Can housing assistance help protect children from hunger?

Cutting SNAP while food insecurity is on the rise

About one in five households with children have trouble putting food on the table. The lack of nutrition in these children’s diets can stunt their physical and cognitive development and leave them with lifelong health problems. Childhood food insecurity has only gotten worse since the Great Recession, rising 8 percent from 2007 to 2012.

The Supplemental Nutrition Assistance Program (SNAP, formerly known as food stamps) helps, but benefits were cut in November and Congress committed to another $8.6 billion in cuts in negotiations over the Farm Bill. These cuts on top of the already high rates of household food insecurity could have long-term effects on children’s health.

Housing assistance can lessen the burden

Offsetting the high cost of housing may help families avoid the trade-off between food and shelter, as well as among other basic needs like transportation and health care.
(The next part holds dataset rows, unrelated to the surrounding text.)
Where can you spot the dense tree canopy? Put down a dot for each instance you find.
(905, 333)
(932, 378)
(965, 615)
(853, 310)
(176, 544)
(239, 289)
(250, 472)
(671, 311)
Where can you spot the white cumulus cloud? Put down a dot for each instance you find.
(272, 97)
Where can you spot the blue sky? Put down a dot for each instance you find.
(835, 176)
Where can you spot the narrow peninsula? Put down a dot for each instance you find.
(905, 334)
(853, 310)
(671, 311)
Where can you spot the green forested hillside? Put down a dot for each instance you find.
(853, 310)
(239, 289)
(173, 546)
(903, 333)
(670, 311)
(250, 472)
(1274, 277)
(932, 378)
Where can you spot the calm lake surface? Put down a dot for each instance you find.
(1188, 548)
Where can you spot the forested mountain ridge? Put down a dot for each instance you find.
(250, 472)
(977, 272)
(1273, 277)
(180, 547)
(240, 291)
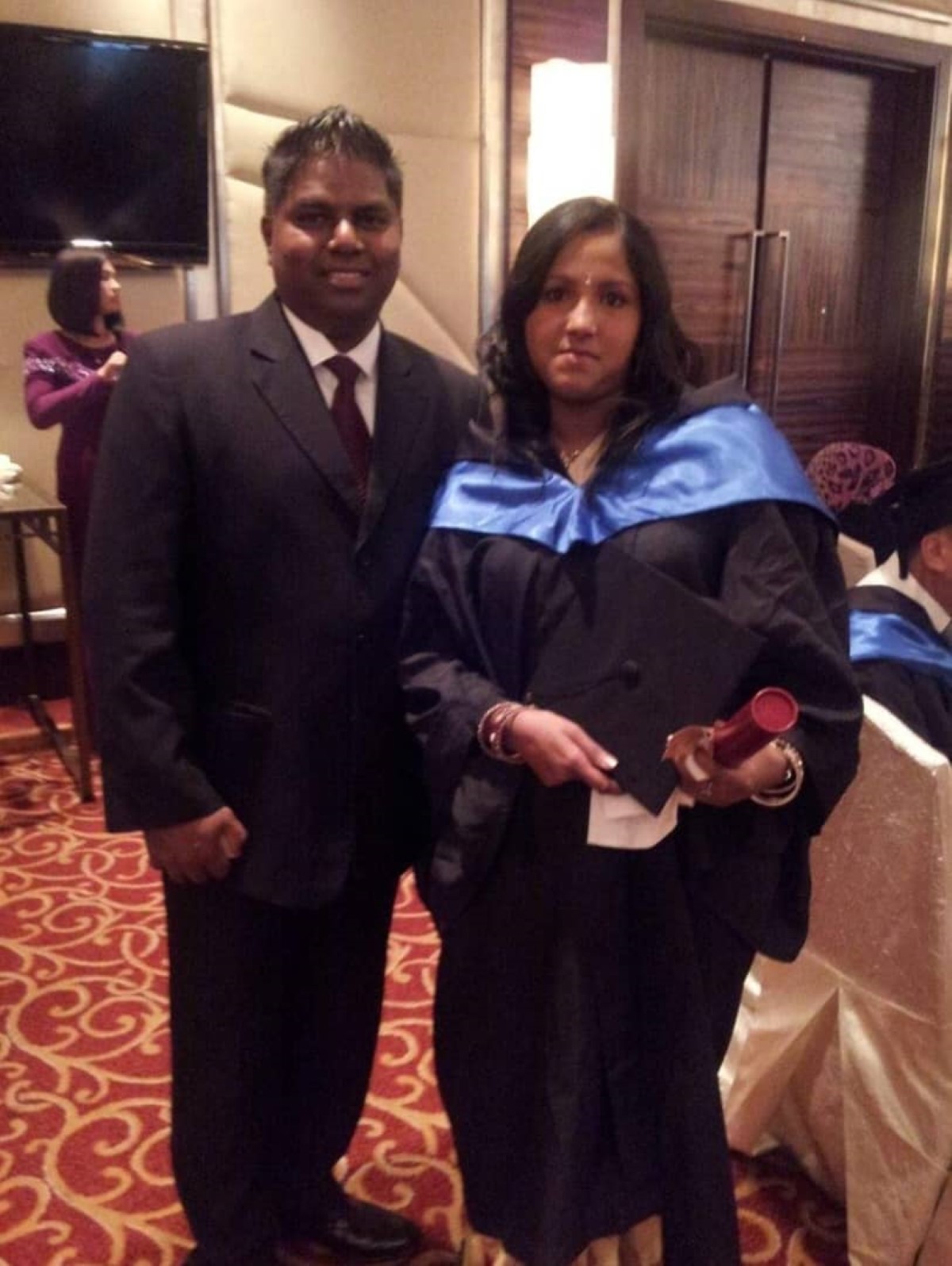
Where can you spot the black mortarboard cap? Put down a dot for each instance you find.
(631, 654)
(918, 504)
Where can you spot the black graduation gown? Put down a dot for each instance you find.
(920, 699)
(585, 996)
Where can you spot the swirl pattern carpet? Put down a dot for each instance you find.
(84, 1061)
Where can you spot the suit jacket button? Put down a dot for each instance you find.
(631, 673)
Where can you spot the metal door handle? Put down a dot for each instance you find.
(758, 236)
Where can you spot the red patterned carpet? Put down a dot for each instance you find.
(84, 1162)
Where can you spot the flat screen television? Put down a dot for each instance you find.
(104, 138)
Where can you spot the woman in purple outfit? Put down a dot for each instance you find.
(70, 371)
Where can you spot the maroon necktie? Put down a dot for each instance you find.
(348, 418)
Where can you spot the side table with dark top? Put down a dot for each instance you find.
(27, 513)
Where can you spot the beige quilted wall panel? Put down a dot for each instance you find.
(413, 68)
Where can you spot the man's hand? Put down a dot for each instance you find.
(690, 751)
(559, 751)
(193, 852)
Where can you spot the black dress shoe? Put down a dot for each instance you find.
(354, 1233)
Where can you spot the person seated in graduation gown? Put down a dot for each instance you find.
(900, 613)
(616, 556)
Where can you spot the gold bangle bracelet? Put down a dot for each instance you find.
(789, 789)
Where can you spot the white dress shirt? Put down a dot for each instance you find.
(318, 348)
(888, 574)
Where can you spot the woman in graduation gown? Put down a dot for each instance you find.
(613, 547)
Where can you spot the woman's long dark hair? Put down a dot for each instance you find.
(663, 360)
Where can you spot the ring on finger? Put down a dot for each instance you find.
(694, 769)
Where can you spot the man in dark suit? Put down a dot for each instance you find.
(900, 614)
(244, 582)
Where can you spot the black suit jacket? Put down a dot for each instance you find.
(244, 614)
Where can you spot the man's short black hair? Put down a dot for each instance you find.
(336, 131)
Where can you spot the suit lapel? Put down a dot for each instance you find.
(401, 409)
(284, 379)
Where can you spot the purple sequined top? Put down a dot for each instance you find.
(62, 388)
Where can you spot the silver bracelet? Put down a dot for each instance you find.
(493, 730)
(789, 789)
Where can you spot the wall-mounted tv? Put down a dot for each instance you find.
(103, 137)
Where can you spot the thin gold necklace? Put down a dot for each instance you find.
(567, 456)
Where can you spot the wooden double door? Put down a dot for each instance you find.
(786, 190)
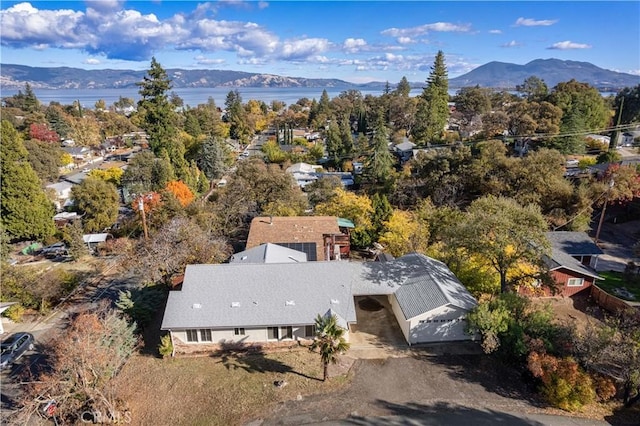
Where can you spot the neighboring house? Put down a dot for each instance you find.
(404, 150)
(630, 138)
(65, 218)
(79, 153)
(305, 174)
(92, 240)
(62, 194)
(269, 253)
(278, 302)
(573, 257)
(320, 237)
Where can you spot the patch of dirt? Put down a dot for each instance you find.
(578, 310)
(370, 305)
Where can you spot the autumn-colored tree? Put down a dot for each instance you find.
(564, 384)
(112, 174)
(179, 242)
(404, 234)
(181, 191)
(41, 132)
(83, 361)
(346, 204)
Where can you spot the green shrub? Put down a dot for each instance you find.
(166, 346)
(15, 312)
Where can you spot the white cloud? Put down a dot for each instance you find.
(568, 45)
(354, 45)
(303, 48)
(528, 22)
(512, 43)
(202, 60)
(426, 28)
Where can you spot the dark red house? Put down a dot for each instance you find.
(573, 259)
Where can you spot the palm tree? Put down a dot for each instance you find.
(329, 340)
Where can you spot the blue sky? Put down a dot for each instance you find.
(357, 41)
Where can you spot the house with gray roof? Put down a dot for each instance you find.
(269, 253)
(572, 263)
(260, 303)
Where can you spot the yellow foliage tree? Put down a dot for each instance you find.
(404, 234)
(348, 205)
(112, 174)
(181, 191)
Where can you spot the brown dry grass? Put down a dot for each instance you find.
(227, 390)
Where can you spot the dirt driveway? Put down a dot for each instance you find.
(414, 384)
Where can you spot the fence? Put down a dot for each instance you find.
(607, 301)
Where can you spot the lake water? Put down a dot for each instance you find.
(190, 96)
(196, 96)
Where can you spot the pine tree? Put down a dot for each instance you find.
(159, 117)
(26, 211)
(433, 107)
(379, 166)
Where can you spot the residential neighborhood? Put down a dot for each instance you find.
(260, 260)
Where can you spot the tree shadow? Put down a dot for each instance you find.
(490, 372)
(623, 416)
(252, 358)
(440, 413)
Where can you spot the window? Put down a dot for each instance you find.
(272, 333)
(575, 282)
(205, 335)
(286, 332)
(309, 330)
(192, 335)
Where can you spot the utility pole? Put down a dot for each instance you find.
(144, 217)
(613, 142)
(604, 209)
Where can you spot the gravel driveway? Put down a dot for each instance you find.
(417, 384)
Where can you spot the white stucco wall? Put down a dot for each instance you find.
(251, 335)
(443, 324)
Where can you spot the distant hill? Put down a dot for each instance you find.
(15, 77)
(552, 71)
(494, 74)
A small body of evidence suggests that, relative to other low-income children, kids in public housing are better off when it comes to food security and health. Children’s HealthWatch found that children living in subsidized housing are more likely to be food secure than children on the housing assistance wait-list. They also found that food-insecure children living in subsidized housing were 52 percent less likely to be seriously underweight than food-insecure children on the wait list. Another study found that housing subsidies were associated with improved nutrition in children from low-income families.